Consider the following:
- I never willingly ‘tithed’ a full 10 percent of my income to a church or any other charitable effort. At certain points in my life, I ‘tithed’ reluctantly; even then, I looked for loopholes to reduce my ‘tithe liability.’
- I never spent significant time, money or energy on feeding the hungry, fighting injustice, or otherwise helping strangers (or friends) in need. I certainly have not given up all worldly possessions!
- I never gave a stranger my coat.
- I never turned the other cheek to an assailant.
- I never sincerely forgave anyone for a major transgression against me.
The only area of life where I showed much obedience to God was in overt religious behaviors, such as church attendance, youth group leadership and evangelism — and those only sporadically, not throughout my life as a Christian.
I really amped up the religion during Operation Desert Shield, 1990. Camping out in Saudi Arabia, waiting for a war to start, I felt I had a lot of time on my hands. So I went to chapel services every chance I got, hung out with the chaplains, and got together nearly every night with Christian friends for Bible studies, impromptu worship services and very deep discussions about God.

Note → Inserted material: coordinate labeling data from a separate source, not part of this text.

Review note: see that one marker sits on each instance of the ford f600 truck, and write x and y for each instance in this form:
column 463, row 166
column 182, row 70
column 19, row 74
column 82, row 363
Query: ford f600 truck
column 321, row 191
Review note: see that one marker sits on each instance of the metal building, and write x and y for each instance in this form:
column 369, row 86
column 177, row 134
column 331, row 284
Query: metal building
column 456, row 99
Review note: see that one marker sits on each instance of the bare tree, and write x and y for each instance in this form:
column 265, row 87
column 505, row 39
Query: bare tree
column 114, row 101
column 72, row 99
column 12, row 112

I also became a bolder evangelist, sharing my Christianity with almost everyone I encountered (inside the camp, at least). In my mind, at the time, there was no higher priority than helping my buddies get squared away for the afterlife, since we were all probably heading into the “mother of all battles.”

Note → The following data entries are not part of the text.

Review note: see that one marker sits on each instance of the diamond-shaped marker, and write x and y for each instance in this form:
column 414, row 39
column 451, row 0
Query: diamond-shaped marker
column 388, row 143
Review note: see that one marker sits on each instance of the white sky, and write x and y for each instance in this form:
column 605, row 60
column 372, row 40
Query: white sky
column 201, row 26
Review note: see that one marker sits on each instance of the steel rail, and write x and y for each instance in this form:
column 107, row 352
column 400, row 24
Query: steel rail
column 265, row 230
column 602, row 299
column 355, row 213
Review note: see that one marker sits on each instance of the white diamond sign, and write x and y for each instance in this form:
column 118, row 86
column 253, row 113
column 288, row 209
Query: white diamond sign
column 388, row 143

One problem with this approach, in my case, was that I was less than proficient at my main job (interpreter) and my secondary job (ammunition loader on a Bradley fighting vehicle). I should have spent least some of my free time improving my Arabic and practicing loading ammunition. Even if I had been highly skilled at both, I should have been motivated to (apologies in advance) ‘be all I could be.’ Being a good soldier, for the sake of the whole unit, was as much a moral duty as being an evangelist. But I was cocky and lacked self-discipline, and saving souls was much more exciting than doing homework.
For all my efforts, no one even had what I would consider a genuine conversion. So in that situation, given immense freedom to spend my time however I liked, I chose to narrow the range of my ‘work’ to religious activities that, frankly, didn’t do anyone any practical or spiritual good.

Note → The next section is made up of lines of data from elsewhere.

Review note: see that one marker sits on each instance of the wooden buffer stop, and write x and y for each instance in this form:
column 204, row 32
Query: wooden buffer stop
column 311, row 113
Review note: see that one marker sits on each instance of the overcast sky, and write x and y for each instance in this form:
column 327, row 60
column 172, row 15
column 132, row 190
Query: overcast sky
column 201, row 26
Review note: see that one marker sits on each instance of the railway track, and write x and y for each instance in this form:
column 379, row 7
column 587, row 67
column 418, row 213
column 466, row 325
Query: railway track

Several years later, as a civilian, I had the good fortune to be hired as a copy editor at a regional newspaper in Southern California. Eventually, I moved into a position where I was allowed to do some entertainment reporting. Again, I donned the evangelist hat. I strove to cover Christian musicians, and movies and television shows that had something to do with religion. I felt it was my duty to ‘use my position’ to advance the Christian worldview, and unfortunately, this went largely unchecked. Eventually, a subscriber wrote, in a letter to the editor, “Christians aren’t the only ones who read the paper.” (That was an eye opener. I ratcheted back the evangelistic campaign and started focusing more on ‘witnessing’ purely through being a good reporter and a nice person in the workplace.)
Apart from those experiences, the only things that have set me apart from a typical nonbeliever have been my church attendance and my participation in home Bible studies. In the past several years, I have not even done those things regularly.
I say all this not to point out my inadequacy as a person but to dispel the idea that I’ve abandoned a dynamic, effectual ‘Christian walk.’ If I ever was a believer, my belief took me only to a point of selective obedience that had little positive effect on the ‘unsaved.’